According to observers in Bonn Bolivia, speaking for the G-77 and China, said the US proposal did not really offer a “bridge” allowing both sides to meet.
Other climate experts in Bonn told RTCC the fact these ideas were now public did offer hope it could be resolved, perhaps well ahead of December’s Paris summit.
“The fact that you’re starting with two visions of the future of loss and damage allows there to be a political discussion from ministers and continued work,” said Alden Meyer from the US Union of Concerned Scientists.
“The landing zone is fairly clear. There has to be some reference to loss and damage for developing countries, but no mention of compensation or liability, otherwise the US and developed states won’t be happy.

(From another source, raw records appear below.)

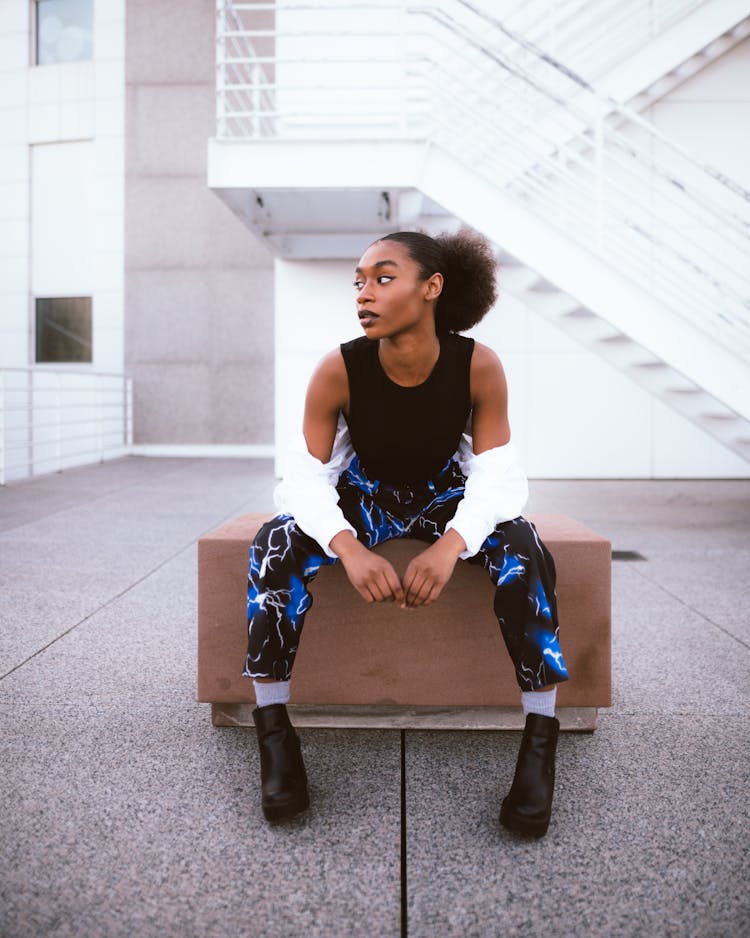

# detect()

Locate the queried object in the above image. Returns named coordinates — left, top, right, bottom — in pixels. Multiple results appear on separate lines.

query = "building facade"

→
left=1, top=0, right=748, bottom=478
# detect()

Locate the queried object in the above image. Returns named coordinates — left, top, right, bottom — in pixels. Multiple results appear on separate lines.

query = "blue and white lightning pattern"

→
left=471, top=518, right=567, bottom=690
left=244, top=514, right=335, bottom=680
left=245, top=459, right=569, bottom=690
left=357, top=499, right=405, bottom=547
left=345, top=455, right=380, bottom=496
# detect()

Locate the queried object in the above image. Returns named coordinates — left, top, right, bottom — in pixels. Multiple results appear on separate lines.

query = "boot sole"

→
left=262, top=792, right=310, bottom=822
left=499, top=799, right=550, bottom=838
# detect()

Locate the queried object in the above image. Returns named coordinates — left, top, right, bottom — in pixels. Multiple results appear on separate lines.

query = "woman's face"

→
left=353, top=240, right=441, bottom=340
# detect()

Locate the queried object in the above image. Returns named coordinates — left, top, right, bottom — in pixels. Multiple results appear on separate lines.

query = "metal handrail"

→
left=226, top=0, right=710, bottom=84
left=419, top=79, right=749, bottom=348
left=9, top=445, right=126, bottom=468
left=215, top=0, right=750, bottom=356
left=217, top=0, right=278, bottom=137
left=2, top=401, right=126, bottom=412
left=484, top=0, right=706, bottom=82
left=450, top=0, right=750, bottom=201
left=0, top=366, right=129, bottom=378
left=3, top=431, right=125, bottom=452
left=0, top=367, right=133, bottom=484
left=18, top=416, right=127, bottom=431
left=413, top=11, right=750, bottom=250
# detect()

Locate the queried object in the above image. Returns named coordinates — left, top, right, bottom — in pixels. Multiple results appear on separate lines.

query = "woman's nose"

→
left=357, top=281, right=374, bottom=303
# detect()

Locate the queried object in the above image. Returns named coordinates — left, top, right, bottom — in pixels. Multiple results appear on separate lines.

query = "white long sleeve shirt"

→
left=273, top=416, right=528, bottom=560
left=444, top=432, right=529, bottom=558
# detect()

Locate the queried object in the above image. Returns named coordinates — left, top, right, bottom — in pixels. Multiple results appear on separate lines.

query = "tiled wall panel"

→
left=124, top=0, right=274, bottom=446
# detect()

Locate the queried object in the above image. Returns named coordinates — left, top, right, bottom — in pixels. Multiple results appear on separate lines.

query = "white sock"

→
left=253, top=679, right=291, bottom=708
left=521, top=687, right=557, bottom=718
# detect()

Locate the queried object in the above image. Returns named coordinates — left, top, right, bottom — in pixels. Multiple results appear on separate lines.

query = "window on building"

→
left=35, top=0, right=93, bottom=65
left=35, top=297, right=92, bottom=363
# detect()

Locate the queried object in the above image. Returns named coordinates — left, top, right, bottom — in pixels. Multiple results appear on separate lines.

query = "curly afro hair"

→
left=377, top=228, right=498, bottom=334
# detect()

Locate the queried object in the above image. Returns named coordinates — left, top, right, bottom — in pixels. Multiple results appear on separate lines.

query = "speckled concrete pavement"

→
left=1, top=458, right=748, bottom=937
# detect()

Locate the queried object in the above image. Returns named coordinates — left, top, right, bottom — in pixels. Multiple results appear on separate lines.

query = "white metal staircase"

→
left=480, top=0, right=750, bottom=106
left=209, top=0, right=750, bottom=461
left=498, top=249, right=750, bottom=459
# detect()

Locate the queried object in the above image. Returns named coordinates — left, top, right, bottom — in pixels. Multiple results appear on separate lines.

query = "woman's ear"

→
left=424, top=272, right=443, bottom=301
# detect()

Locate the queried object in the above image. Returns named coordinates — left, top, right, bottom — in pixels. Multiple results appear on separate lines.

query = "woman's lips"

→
left=358, top=312, right=379, bottom=328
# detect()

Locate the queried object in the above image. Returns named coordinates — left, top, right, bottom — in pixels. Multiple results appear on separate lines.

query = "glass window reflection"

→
left=36, top=0, right=94, bottom=65
left=36, top=297, right=93, bottom=363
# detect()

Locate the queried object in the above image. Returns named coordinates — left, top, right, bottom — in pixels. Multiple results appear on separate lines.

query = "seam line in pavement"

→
left=401, top=729, right=408, bottom=938
left=632, top=565, right=750, bottom=652
left=0, top=494, right=259, bottom=683
left=0, top=540, right=196, bottom=683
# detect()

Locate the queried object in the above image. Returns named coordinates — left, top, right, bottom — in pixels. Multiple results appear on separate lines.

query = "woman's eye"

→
left=353, top=275, right=393, bottom=289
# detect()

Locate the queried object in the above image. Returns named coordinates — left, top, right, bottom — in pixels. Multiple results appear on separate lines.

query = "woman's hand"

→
left=331, top=532, right=406, bottom=605
left=402, top=529, right=465, bottom=607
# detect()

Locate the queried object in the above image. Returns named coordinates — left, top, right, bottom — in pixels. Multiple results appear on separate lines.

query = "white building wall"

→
left=0, top=1, right=31, bottom=367
left=648, top=35, right=750, bottom=188
left=274, top=258, right=355, bottom=477
left=0, top=0, right=125, bottom=372
left=125, top=0, right=275, bottom=449
left=31, top=140, right=94, bottom=295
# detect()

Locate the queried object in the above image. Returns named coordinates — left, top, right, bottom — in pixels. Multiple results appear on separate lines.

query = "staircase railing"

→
left=216, top=0, right=750, bottom=359
left=418, top=1, right=750, bottom=355
left=483, top=0, right=707, bottom=83
left=217, top=0, right=278, bottom=138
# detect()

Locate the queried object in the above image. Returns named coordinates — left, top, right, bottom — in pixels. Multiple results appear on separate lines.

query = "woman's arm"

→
left=443, top=342, right=528, bottom=557
left=273, top=351, right=356, bottom=557
left=468, top=342, right=511, bottom=453
left=302, top=349, right=349, bottom=462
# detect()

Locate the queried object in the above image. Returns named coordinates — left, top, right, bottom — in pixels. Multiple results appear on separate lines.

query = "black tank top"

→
left=340, top=334, right=474, bottom=484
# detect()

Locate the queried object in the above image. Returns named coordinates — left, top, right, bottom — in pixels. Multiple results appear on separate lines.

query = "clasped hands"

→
left=329, top=529, right=466, bottom=608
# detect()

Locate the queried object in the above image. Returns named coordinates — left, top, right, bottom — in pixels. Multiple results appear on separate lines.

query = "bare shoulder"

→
left=471, top=340, right=504, bottom=368
left=306, top=347, right=349, bottom=411
left=303, top=348, right=349, bottom=460
left=468, top=341, right=510, bottom=447
left=470, top=341, right=507, bottom=392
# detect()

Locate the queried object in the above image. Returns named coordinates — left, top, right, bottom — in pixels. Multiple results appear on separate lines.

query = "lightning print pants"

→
left=244, top=456, right=569, bottom=692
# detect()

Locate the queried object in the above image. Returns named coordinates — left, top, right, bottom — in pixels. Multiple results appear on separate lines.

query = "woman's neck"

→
left=378, top=329, right=440, bottom=387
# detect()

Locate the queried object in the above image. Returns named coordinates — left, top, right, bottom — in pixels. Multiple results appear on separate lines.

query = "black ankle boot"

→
left=252, top=704, right=309, bottom=822
left=499, top=712, right=559, bottom=838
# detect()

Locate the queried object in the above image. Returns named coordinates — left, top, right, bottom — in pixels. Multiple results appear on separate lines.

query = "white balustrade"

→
left=0, top=368, right=133, bottom=484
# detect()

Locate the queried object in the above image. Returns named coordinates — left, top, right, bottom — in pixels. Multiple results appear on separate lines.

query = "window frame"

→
left=31, top=0, right=95, bottom=68
left=33, top=295, right=94, bottom=367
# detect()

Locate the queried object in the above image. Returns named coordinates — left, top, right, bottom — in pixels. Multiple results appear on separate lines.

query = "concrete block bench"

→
left=198, top=513, right=611, bottom=731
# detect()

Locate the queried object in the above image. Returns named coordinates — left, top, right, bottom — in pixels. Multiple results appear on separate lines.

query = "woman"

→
left=244, top=229, right=569, bottom=837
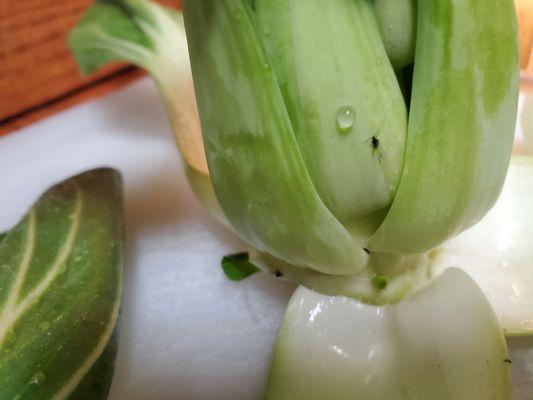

“You need a reference of it being a permanent part of landscape and operational bits in the decision text… then you have a deal.”
Harmeling stressed the G77 and China concept was still far more ambitious than the US version, which offered a “business as usual” formula.
“Don’t overstate the dynamics. In terms of substance it is far from a compromise, but it is less confrontational,” he said.
Giza Gaspar Martins, an Angolan diplomat representing the world’s Least Developed Countries, said there are grounds for compromise, but stressed the issue needed to be addressed in Paris.
“It’s necessary that an agreement – if we want it to be comprehensive and durable – that it incorporates at some point that for certain places it will not be possible to adapt [to climate impacts] therefore the [UN] system needs to be capable to respond to situations.”